ロジェストウェンスキーの苦難は、この大遠征が、その遠征に必要な条件のすべてを供給されているのではないことであった。18,000海里の航海のうち、大半の港が、イギリスによって握られているか、その影響下にある。イギリスは、世界の海上における日本の代理者であった。イギリスは、国際法の許すギリギリにおいてバルチック艦隊の航海を妨げようとし、その艦隊を疲労させようとした。「この海上の悪漢。海上の優越者。ロシア帝国にとっての不倶戴天の仇敵、かれらがわが航海に加えた妨害の事実は数えきれないが、しかしながらみな恨みを呑んでこれを忍耐した」と、造船技師ポリトゥスキーは、11月2日付で、その愛妻に手紙を書き送っている。


11月3日、ロシアの友邦フランスの植民地であるモロッコのタンジールで士官まで炭紛で真っ黒になって石炭を積み込み、同5日出帆。どの艦もずっしりと石炭を呑み込んでいるため、本来腰高なロシア軍艦が、いっそう身を沈めていた。ある戦艦のごときは3000トン以上を積んでいた。港々で石炭が自由に買えるなら別だが、その点がイギリスの妨害によって制限されているため、このようにして無理積みに積んでゆかざるを得ないのである。
ともかく、石炭を積み込まなければならない。ロジェストウェンスキーの思考の大部分は極東で東郷艦隊とどう戦うかということよりも、石炭で占められていた。石炭が無ければ、戦場まで行けないのである。石炭ぐらいは、水準以上の港なら世界中どの港にもあるはずであったが、バルチック艦隊にとっては、それが極度に不自由であった。イギリスが石炭積み込みを妨害した。さきのタンジール港での場合、イギリス商人が、ハシケとザルを買い占めてしまって艦隊はひどく積み込み作業に不自由したが、そういうたぐいのことが無数に行われるのである。イギリスは日本にとってはこれ以上の同盟国ではなかったが、ロシアにとっては悪魔であった。

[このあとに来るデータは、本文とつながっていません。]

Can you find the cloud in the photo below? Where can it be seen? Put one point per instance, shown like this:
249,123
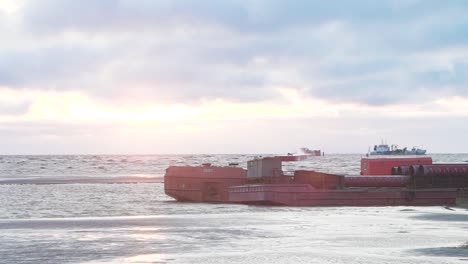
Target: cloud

バルチック艦隊が、ノシベで2か月も停止したという理由の一つには、石炭問題がある。「良質の英国炭でなければ、機敏な艦隊活動ができない」ということはロシア海軍の首脳たちもむろん知っていた。そのための手も打った。ロシア政府はドイツのハンブルグ・アメリカン会社と既に契約していた。「極東への回航中はずっと洋上給炭をつづけること」ということと、「その石炭は無煙炭たるべきこと」ということがその契約の重要条件であった。ところが、その無煙炭は英国から買わねばならない。が、英国政府は日英同盟を忠実に履行すべく、ロシア艦隊の行動を合法的に妨害すべく、その無煙炭を右のドイツの石炭会社に売ることを一方的に制限してきたのである。ハンブルグ・アメリカン会社としてこれに窮し、バルチック艦隊に供給する石炭のほとんどをドイツ産の有煙炭にした。有煙炭は当然ながら火力が弱く、その分だけ蒸気が上がらず、そのために軍艦の性能どおりのスピードが上がらない。ロシア政府は大いにハンブルグ・アメリカンを詰り、ついに訴訟問題にまで発展するというかたちになっていたのが、このノシベの期間中での出来事である。ロシア政府としては、艦隊の回航中はロジェストウェンスキーに与えることを欲しなかった。艦隊が黒鉛を天になびかせてゆくようでは、敵に早く発見されるであろう。さらに火力の弱い石炭で、敵艦よりものろのろと行動していては、勝てる戦も負けてしまうに違いない
「いい石炭が欲しい」というのはロジェストウェンスキーの熱望であったし、ロシア政府もそれに答えようとはしていた。しかし残念なことに英国がそれを妨害して、ロジェストウェンスキーのもとには、ときに泥のような石炭か、そうでなければドイツ炭しかゆきわたらないようにした。この一事をみても、日本の幸福は英国と同盟できたことであったであろう。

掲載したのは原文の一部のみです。